Según pudo saber la Agencia Noticias Argentinas, la investigación indica que el peso de la genética también variará según los diferentes contextos.
“Las mismas variantes genéticas pueden tener un impacto diferente dependiendo del tipo de entorno, oportunidades y relaciones que se encuentren a lo largo de la vida”, explica la investigación, que utilizó datos del Estudio de Cohorte de Madres, Padres e Hijos de Noruega (MoBa) para examinar la asociación entre la genética y la ruptura de relaciones en Noruega.
Jørgensen y sus colegas investigaron un amplio conjunto de índices poligénicos, que resumen el efecto de miles de pequeñas variantes genéticas que influyen en un rasgo o resultado específico. De esta manera analizaron cuáles de ellos están asociados con la ruptura de relaciones.
Así, descubrieron que cuanto mayor es el índice poligénico de una persona en cuanto a estudios superiores, bienestar subjetivo y edad al primer parto, menor es su riesgo de ruptura de pareja.
Por otro lado, las personas con una puntuación más alta en conductas de riesgo, como fumar y el inicio temprano de la actividad sexual, presentan un riesgo algo mayor de ruptura de pareja.
“Ya sabíamos que las personas con un alto nivel educativo se segregan con menos frecuencia que el resto de la población en Noruega, pero en este estudio vemos que algunos patrones conocidos también se reflejan al analizar los índices poligénicos”, afirmaron.
Un hallazgo que sorprendió fue que las personas con un índice poligénico más alto para el neuroticismo resultaron tener un menor riesgo de ruptura de relaciones que las demás.
“Se podría pensar que el neuroticismo conlleva un mayor riesgo de ruptura de pareja, sin embargo, si sos una persona ansiosa y vulnerable es posible que necesites la seguridad que te proporciona una relación”, explicó Jørgensen.
“Encontramos que las variantes genéticas comunes explican el 9%de la variación en el riesgo de ruptura de pareja en las mujeres y el 3% de la variación en el riesgo en los hombres. Estudios anteriores con gemelos encontraron una ‘heredabilidad’ mucho mayor, algunos en torno al 50%.”
El estudio comparó familias adoptivas con familias con hijos biológicos para separar la herencia genética del entorno, con el objetivo de averiguar cómo la ruptura de la relación de los padres afecta la probabilidad de que sus hijos también experimenten una ruptura.

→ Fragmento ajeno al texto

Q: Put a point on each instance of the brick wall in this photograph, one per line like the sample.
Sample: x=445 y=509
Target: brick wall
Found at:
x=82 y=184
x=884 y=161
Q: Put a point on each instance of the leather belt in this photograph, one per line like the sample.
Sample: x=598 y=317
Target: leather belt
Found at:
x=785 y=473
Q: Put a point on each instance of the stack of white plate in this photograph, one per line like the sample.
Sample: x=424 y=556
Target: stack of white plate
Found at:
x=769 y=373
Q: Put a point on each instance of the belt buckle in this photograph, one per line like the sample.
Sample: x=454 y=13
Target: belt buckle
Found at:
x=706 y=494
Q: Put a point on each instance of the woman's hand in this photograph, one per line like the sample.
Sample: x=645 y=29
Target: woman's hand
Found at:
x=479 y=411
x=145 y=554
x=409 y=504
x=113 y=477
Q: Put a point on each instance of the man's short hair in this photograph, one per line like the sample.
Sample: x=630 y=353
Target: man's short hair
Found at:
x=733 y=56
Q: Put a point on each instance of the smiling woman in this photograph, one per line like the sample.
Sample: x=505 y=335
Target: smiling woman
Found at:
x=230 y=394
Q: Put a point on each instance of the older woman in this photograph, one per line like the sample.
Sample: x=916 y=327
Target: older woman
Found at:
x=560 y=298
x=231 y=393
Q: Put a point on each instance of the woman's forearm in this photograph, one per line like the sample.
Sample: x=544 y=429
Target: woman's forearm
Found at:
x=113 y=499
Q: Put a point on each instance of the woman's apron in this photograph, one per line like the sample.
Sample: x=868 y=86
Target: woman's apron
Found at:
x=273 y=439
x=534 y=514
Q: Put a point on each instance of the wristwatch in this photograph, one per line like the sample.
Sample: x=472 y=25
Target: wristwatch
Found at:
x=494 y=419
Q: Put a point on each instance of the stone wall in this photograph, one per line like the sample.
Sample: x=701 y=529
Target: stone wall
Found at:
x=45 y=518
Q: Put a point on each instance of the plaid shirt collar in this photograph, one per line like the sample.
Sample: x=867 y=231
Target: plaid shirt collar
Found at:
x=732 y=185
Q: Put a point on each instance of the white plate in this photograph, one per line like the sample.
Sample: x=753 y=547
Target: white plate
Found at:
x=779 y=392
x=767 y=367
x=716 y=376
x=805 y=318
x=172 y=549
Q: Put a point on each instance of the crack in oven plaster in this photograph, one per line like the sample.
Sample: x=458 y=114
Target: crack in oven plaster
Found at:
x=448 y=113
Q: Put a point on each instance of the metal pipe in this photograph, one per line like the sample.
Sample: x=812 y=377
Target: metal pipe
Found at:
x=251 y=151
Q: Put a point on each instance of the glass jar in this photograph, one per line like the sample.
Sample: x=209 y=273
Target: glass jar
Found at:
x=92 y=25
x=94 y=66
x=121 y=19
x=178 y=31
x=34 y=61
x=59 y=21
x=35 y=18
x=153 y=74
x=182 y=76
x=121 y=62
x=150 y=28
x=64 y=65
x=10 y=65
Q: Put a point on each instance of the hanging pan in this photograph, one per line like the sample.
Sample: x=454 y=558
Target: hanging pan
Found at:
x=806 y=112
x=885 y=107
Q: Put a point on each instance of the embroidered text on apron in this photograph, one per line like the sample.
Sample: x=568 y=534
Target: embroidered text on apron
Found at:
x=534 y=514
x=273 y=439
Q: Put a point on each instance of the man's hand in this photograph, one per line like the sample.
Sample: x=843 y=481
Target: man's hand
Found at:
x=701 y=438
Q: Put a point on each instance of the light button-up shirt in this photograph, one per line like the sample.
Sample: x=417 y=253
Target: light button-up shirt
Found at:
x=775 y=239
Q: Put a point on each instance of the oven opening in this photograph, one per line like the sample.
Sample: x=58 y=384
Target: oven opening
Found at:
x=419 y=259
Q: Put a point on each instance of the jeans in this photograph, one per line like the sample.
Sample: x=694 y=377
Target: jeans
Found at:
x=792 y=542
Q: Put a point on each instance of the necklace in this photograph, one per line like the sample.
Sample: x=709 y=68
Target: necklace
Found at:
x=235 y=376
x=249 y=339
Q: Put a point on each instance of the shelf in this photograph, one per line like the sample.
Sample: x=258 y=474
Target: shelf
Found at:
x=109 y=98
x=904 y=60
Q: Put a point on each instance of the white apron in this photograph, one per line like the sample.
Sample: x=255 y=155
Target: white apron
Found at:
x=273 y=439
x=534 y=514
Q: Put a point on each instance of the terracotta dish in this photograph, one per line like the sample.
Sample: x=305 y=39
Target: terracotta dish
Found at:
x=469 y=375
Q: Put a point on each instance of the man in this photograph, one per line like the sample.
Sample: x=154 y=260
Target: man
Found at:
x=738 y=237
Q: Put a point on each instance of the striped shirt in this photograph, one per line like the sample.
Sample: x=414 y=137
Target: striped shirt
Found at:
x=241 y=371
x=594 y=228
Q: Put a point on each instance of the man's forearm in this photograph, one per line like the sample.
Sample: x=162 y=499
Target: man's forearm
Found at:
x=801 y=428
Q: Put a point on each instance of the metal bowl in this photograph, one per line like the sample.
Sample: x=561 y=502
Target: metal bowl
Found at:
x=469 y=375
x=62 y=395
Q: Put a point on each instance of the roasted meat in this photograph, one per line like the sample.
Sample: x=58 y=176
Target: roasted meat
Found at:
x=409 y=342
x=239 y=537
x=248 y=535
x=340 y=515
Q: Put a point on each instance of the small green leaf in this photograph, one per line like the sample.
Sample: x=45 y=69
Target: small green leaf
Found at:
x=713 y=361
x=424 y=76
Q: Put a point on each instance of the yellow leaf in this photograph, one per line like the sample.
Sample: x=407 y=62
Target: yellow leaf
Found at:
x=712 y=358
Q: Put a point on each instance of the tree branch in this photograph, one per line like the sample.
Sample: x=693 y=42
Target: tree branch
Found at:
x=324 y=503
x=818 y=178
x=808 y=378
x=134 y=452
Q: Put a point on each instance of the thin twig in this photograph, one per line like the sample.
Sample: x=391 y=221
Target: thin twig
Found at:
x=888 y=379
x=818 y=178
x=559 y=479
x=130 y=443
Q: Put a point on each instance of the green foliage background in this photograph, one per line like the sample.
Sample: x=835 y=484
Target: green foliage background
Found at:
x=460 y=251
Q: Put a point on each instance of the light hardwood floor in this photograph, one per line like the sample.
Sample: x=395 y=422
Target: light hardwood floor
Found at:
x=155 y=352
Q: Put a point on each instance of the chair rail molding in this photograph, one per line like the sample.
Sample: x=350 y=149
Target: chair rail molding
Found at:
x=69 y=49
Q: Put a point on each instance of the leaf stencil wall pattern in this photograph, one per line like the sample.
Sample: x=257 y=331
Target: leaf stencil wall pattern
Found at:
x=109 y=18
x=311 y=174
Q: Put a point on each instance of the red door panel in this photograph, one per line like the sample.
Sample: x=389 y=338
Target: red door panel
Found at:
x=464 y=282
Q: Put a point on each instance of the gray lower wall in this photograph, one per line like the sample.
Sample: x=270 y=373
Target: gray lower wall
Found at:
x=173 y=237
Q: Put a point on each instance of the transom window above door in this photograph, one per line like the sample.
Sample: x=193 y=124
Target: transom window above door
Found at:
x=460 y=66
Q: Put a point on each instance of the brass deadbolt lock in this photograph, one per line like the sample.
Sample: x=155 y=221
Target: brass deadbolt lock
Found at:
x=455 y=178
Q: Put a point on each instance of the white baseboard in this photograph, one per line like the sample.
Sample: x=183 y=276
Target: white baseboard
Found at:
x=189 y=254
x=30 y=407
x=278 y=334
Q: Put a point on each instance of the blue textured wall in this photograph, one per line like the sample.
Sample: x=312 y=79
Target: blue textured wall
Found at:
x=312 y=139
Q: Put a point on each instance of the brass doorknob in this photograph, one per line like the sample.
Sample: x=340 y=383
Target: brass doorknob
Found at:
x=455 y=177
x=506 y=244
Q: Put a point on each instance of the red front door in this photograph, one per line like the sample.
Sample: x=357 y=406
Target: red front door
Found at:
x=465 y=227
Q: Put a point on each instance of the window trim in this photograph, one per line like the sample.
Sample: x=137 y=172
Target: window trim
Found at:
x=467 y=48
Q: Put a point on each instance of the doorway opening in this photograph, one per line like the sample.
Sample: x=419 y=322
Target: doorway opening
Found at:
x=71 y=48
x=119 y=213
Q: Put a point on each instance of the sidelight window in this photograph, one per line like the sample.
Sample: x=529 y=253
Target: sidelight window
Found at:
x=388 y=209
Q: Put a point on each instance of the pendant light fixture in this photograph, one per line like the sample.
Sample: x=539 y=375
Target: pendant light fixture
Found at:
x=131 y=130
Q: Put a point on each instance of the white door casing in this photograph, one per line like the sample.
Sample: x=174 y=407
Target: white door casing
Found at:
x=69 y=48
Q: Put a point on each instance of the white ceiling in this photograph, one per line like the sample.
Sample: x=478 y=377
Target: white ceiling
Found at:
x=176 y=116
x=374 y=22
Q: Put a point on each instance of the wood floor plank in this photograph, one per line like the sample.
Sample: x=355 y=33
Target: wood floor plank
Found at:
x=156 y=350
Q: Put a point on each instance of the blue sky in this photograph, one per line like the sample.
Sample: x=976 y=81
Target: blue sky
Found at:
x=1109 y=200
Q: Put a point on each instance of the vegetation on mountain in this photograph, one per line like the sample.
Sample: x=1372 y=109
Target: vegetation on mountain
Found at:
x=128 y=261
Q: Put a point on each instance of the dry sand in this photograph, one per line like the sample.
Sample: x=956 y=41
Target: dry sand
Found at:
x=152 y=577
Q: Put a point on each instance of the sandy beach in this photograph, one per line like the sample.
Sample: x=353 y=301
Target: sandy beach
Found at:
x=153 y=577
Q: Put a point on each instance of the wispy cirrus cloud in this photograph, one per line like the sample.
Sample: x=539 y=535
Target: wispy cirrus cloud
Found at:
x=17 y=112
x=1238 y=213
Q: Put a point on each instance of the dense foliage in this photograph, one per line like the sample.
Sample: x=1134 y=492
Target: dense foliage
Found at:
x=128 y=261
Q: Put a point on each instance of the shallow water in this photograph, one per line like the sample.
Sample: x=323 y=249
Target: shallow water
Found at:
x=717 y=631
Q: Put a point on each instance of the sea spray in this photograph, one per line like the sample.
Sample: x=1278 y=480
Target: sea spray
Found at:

En ese sentido, los investigadores explicaron: “Los niños adoptados no comparten genes con sus padres adoptivos, por lo que al realizar esta comparación podemos controlar en mayor medida el hecho de que padres e hijos sean parcialmente similares genéticamente. Observamos que las rupturas de los padres adoptivos tienen una asociación mucho más débil con las rupturas de los hijos adoptivos, en comparación con las familias con hijos biológicos”.
«Mi investigación demuestra que la ‘similitud genética familiar’ también influye”, aseguró la socióloga.
A pesar de los hallazgos, Jørgensen advierte sobre el uso de la genética como una especie de clave para elegir pareja, y subraya que los genes son solo una parte del panorama y no pueden entenderse como el destino.
“Los genes contribuyen a que seamos diferentes, pero actúan conjuntamente con nuestra historia de vida, nuestro entorno, nuestra pareja y todo lo demás que sucede en la vida”, explica.
“Es importante evitar una interpretación determinista de nuestros hallazgos y, en cambio, intentar comprender cómo interactúan la genética y el medio ambiente”, concluye la investigación.